George W. Bush returned to his ranch in Crawford to clear brush after finishing a bruising second term and a presidency marred by war. Jimmy Carter went back to Plains to lick his wounds. Richard Nixon flew west for solitary walks, feet encased in black wingtips, along the crystalline beaches of San Clemente.
Nixon’s banishment, of course, was the most memorable. On August 9, 1974, over Jefferson City, Missouri, clocks in the nation’s capital struck high noon and Nixon, disgraced by Watergate, ceased to be president. Silence enveloped Air Force One, save for an aide who muttered “Air Force Once.” Nixon sipped a martini in his cabin, press secretary Ron Ziegler beside him. In another cabin, Pat Nixon, solemn as a church, thought about writing thank-you notes. A few days earlier, she was overheard telling her husband, according to accounts in The Atlantic, “You’ve ruined my life.”

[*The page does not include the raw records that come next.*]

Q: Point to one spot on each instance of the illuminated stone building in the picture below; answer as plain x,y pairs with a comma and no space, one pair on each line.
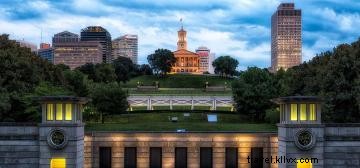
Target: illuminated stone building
286,42
186,61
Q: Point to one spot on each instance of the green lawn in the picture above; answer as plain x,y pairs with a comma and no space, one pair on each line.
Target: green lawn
179,81
194,92
153,121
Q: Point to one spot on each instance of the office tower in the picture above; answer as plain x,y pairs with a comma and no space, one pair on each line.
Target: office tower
46,53
26,44
126,46
101,35
204,54
286,37
65,37
78,53
70,51
211,60
44,45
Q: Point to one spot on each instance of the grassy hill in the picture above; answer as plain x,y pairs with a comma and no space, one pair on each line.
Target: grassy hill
195,122
179,81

While political exile is exceedingly painful, one surely cannot compare the personal trauma a big-city mayor experiences when tossed from office to that of a U.S. president forced into an unceremonious, and humiliating, retirement. Still, electoral rejection at any level is often soul-crushing—even for a community activist turned Seattle mayor. It hurts. It gnaws. It steals sleep. It takes time for the wounds to heal.
“Yes, I wanted to win, and it is disappointing,” reflects Mike McGinn on a recent breezy, sunlit evening. “You know, the first time I won with only 51 percent, and this time I lost with 47.5 percent. So the difference between victory and defeat is very small. So I lost the mayor’s race. What else do I have to complain about?”

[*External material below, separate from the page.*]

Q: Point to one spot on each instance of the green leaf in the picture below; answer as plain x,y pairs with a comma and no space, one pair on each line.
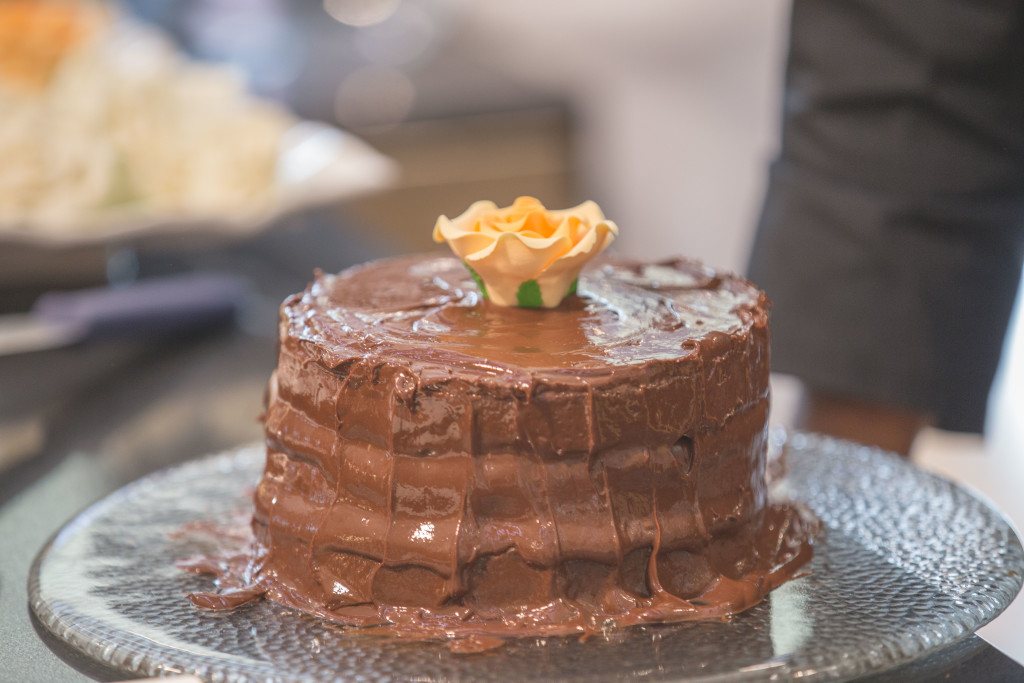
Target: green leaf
528,295
479,282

McGinn has mellowed since losing his bid for a second term four months ago. He’s 54 and looking good. He’s relaxed, his spirits are high, and he remains, as he’s prone to boast, an ever-present scoring threat on the basketball court. “I can still stick the open 15-footer,” the happy hoopster says with a wink.

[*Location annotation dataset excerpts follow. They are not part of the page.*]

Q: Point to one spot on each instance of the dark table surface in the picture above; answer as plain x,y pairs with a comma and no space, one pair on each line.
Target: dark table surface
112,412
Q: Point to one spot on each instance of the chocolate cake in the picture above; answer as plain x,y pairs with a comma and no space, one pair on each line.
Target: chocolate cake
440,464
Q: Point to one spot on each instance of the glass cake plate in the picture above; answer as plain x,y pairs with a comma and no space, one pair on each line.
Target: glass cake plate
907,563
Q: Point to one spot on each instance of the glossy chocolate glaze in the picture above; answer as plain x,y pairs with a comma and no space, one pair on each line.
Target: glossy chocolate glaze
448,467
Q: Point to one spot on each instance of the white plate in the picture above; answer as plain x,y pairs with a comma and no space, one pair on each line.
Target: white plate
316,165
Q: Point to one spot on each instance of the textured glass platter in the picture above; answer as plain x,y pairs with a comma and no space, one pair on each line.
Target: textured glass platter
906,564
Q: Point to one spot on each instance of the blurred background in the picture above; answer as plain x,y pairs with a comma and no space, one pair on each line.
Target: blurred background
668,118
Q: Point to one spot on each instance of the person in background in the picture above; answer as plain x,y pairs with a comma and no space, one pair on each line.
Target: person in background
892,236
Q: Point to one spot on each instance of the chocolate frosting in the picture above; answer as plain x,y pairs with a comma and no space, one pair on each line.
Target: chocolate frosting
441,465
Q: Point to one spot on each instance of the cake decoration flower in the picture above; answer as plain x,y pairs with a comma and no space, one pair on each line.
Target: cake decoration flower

At his invitation, I met with McGinn, who has studiously avoided the spotlight since leaving office, at a function of the Social Justice Fund. The organization promotes the creation of “a just society” through fundraising and enlisting “progressive” people to get involved in their community. McGinn, naturally, joined their Board of Directors. He’s here this night to champion another of his favorite causes, the Environmental Justice Giving Project.
At the Impact Hub building in Pioneer Square, across the street from the Union Gospel Mission, young white liberals, mostly, are drinking wine and munching hummus-slathered crackers and carrot sticks. Many of them come up to McGinn, clad in a blue shirt and gray cords, to extend their well-wishes.
Huddling in private before his brief speech to the Social Justice crowd, McGinn says with mock seriousness that he’s not used to talking with the media.“Come on, Mike, you don’t forget,” I joke. “It’s like riding a bicycle.” He laughs.
Asked what those first days out of office were like, McGinn seems unsure how to respond. For all his Irish gift of gab, the New York–raised former neighborhood and Sierra Club activist is more comfortable, and accustomed to, addressing policy questions.
“It was an opportunity to relax, to reconnect with old friends in a leisurely way,” he volunteers. “I have a great family, and I’ve had more time to spend with them, more time to see my kids’ games.” And more time to get his pictures up on Instagram, including shots of “squash ready for roasting,” a selfie with ex-Seattle Times reporter Emily Heffter, and a photo of a bouquet of flowers that someone placed on his bike.
“I’ve been staying busy,” he adds, noting that he’s helping the Sierra Club make political endorsements and has been tapped to be on the speaker’s bureau for 350.org, an international global-climate organization.
McGinn has no interest in returning to law. He says it is social activism and remaining integrally involved in the Seattle community that gets his juices flowing. For years he worked as a corporate litigator at Stokes Lawrence—a Seattle law firm where he eventually made partner in the early 1990s. But being mayor, he says, has created within him an appetite for things much larger than toiling in a law office.
“I grew as a person [as mayor], and it made me a better person for sure, so right now, I’m doing some fact-finding stuff. Talking, reaching out, reconnecting, and making new connections. I’m just getting the lay of the land. I’m not sure what’s next.”
McGinn concedes that there are many days when he can’t help but second-guess his second ill-fated campaign for mayor. “Yes, I revisit it, wondering what I might have done differently, but then you have to move on.”
As to whether he has any thoughts on Ed Murray’s first 100 days, McGinn shoots a flinty stare. Then he mellows and says with smile and a mischievous look, “During the campaign I always said, ‘There’s no such thing as mayor’s school.’ ”
I ask him whether he’ll run again. “I have not closed the door to run for political office,” he replies. “But to run, all the planets have to align—like they did in 2009. And if they do align again—well, awesome. If not, I’ll be doing something that I think is important, working with others to make our community better.”